Ribosomen kun je zo ver krijgen dat ze een handvol eiwitten niet meer aanmaken en de rest wel. Dat opent farmacologische mogelijkheden waarvan niemand had durven dromen, blijkt uit een publicatie in PLOS Biology.

Die ribosomen zijn universele eiwitfabriekjes. Elk organisme lijkt maar één type te hebben, en tot nu toe dacht iedereen dat je de eiwitproductie alleen in haar geheel kunt uitzetten. Antibiotica als erytromycine werken zo: die blokkeren bacteriële standaardribosomen en laten het menselijke model met rust.

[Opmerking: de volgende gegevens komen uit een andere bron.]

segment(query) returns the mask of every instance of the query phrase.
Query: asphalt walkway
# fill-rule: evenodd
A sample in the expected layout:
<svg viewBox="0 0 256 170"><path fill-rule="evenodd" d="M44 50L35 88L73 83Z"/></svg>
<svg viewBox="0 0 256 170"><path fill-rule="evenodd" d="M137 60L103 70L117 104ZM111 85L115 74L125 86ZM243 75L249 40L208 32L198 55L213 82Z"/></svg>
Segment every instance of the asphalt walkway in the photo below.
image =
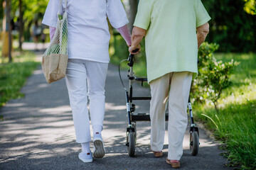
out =
<svg viewBox="0 0 256 170"><path fill-rule="evenodd" d="M28 48L31 47L27 45ZM36 55L40 60L43 47ZM128 84L127 71L122 72ZM149 89L134 86L137 96L149 96ZM75 142L71 110L65 80L48 84L41 67L21 90L25 97L10 100L0 109L0 169L170 169L167 157L167 132L164 157L154 158L149 151L150 123L137 123L135 157L127 154L125 96L117 66L110 64L106 81L106 113L102 136L107 154L104 158L83 163L78 159L80 144ZM138 112L149 111L149 101L137 103ZM181 169L228 169L220 155L219 144L200 129L200 150L189 151L188 129L183 140ZM92 144L91 144L92 148Z"/></svg>

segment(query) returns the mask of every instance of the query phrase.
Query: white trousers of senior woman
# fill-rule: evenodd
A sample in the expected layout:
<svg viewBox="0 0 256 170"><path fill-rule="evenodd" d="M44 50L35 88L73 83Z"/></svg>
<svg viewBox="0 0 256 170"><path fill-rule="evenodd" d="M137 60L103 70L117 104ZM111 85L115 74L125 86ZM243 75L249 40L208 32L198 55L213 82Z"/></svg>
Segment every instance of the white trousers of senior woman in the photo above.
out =
<svg viewBox="0 0 256 170"><path fill-rule="evenodd" d="M68 61L65 81L78 143L91 141L87 96L92 128L103 125L107 67L107 63L88 60Z"/></svg>
<svg viewBox="0 0 256 170"><path fill-rule="evenodd" d="M192 81L188 72L171 72L150 82L151 149L161 151L165 133L165 108L169 102L168 159L180 160L188 124L187 106Z"/></svg>

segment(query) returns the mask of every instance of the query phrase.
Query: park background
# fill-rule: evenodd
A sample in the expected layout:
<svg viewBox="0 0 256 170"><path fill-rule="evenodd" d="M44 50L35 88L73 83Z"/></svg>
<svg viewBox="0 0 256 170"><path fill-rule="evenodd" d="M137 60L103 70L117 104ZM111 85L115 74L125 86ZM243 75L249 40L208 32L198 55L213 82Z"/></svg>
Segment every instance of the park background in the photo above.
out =
<svg viewBox="0 0 256 170"><path fill-rule="evenodd" d="M9 99L23 97L19 89L40 64L33 52L44 43L46 47L50 40L48 28L41 24L48 2L1 1L0 107ZM122 2L132 30L138 1ZM255 169L256 1L202 2L212 18L208 42L202 45L198 52L199 74L191 89L193 113L196 119L223 144L223 154L229 160L227 166ZM38 40L33 36L36 23L40 32ZM111 26L110 32L111 62L118 64L127 58L127 47ZM38 46L34 46L33 51L22 50L23 43L35 41ZM146 76L144 42L135 59L134 72ZM0 120L4 121L1 113Z"/></svg>

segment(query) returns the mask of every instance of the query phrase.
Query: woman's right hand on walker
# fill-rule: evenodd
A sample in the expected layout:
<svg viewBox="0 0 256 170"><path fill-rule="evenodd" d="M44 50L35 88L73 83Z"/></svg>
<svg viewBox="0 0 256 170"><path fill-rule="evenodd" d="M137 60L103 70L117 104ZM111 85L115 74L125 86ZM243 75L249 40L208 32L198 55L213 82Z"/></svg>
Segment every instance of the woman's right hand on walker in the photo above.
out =
<svg viewBox="0 0 256 170"><path fill-rule="evenodd" d="M132 54L132 55L137 55L139 52L140 51L140 45L139 45L137 47L132 47L132 46L129 47L129 52Z"/></svg>

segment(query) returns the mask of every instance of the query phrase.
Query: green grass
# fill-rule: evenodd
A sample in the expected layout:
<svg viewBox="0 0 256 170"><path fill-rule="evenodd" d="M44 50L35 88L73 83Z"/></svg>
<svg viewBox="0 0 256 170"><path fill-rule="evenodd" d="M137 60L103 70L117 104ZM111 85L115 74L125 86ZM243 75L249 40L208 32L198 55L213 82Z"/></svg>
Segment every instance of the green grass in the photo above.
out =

Om selectief van één eiwit af te komen moet je óf het desbetreffende gen uitschakelen óf iets vinden dat selectief aan dat eiwit bindt. Dat eerste is bij mensen nog niet haalbaar en het tweede lukt lang niet altijd. Vandaar dat veel eiwitten bekend staan als undruggable oftewel niet met geneesmiddelen aan te pakken.

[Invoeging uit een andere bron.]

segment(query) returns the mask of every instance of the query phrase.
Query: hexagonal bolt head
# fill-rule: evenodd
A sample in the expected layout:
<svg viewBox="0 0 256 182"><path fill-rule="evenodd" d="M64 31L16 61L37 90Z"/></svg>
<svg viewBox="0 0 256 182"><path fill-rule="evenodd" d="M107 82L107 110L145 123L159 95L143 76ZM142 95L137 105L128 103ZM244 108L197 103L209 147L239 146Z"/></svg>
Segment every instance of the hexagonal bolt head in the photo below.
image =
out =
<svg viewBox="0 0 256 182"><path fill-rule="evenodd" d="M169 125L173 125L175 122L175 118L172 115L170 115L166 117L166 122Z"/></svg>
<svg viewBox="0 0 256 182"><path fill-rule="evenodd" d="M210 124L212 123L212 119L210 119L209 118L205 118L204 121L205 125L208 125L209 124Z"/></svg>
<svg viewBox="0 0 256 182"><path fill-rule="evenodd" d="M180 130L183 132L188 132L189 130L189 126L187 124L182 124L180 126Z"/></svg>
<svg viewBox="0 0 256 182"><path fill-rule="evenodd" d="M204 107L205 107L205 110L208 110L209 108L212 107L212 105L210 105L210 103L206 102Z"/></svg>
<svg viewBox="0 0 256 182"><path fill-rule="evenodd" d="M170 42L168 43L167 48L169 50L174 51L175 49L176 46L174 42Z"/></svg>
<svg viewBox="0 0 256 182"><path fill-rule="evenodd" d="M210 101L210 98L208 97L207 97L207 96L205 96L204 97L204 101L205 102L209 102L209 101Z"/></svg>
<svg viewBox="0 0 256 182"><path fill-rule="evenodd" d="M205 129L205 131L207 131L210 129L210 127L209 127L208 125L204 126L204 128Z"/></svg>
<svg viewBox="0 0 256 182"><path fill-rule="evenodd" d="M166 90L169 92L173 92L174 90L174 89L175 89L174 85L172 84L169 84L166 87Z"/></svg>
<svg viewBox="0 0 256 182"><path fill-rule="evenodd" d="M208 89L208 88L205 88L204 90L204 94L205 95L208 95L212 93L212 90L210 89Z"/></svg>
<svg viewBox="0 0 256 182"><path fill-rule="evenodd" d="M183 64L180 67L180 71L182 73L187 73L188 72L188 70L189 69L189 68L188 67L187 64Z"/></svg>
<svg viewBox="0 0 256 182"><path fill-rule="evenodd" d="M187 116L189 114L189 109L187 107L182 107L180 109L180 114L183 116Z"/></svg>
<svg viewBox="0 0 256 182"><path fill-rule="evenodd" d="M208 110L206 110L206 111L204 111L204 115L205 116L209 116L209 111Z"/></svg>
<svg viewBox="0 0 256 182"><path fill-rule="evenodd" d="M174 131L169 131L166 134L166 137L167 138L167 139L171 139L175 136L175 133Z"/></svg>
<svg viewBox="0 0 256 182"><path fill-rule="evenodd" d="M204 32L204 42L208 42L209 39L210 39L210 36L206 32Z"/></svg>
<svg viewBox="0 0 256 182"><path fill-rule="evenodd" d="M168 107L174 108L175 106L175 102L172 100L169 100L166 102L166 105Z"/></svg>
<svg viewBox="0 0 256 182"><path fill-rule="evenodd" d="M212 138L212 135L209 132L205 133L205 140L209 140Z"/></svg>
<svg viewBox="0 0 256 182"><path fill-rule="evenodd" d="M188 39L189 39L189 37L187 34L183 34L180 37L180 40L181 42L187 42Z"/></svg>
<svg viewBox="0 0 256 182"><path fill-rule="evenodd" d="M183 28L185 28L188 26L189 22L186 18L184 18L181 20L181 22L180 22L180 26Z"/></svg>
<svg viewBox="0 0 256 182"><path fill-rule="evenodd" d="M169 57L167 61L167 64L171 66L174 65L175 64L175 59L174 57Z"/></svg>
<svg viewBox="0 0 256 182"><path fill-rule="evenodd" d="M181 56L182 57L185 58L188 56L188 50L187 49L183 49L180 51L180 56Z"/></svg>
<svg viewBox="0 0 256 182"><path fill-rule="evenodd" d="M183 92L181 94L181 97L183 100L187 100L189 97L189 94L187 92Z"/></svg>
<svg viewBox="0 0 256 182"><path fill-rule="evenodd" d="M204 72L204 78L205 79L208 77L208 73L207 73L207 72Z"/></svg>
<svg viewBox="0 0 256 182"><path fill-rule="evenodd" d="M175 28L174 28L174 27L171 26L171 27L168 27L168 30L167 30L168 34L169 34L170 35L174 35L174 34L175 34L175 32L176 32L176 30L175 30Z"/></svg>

Behalve, naar nu blijkt, wanneer je een geneesmiddel laat binden aan een eiwitketen waar het ribosoom nog mee bezig is. Dat ribosoom zit om de groeiende eiwitketen heen als een soort tunnel die enkele tientallen aminozuurbouwstenen omvat, en het lijkt er op dat een extra uitsteeksel aan een of meer van die aminozuren de keten letterlijk kan laten vastlopen.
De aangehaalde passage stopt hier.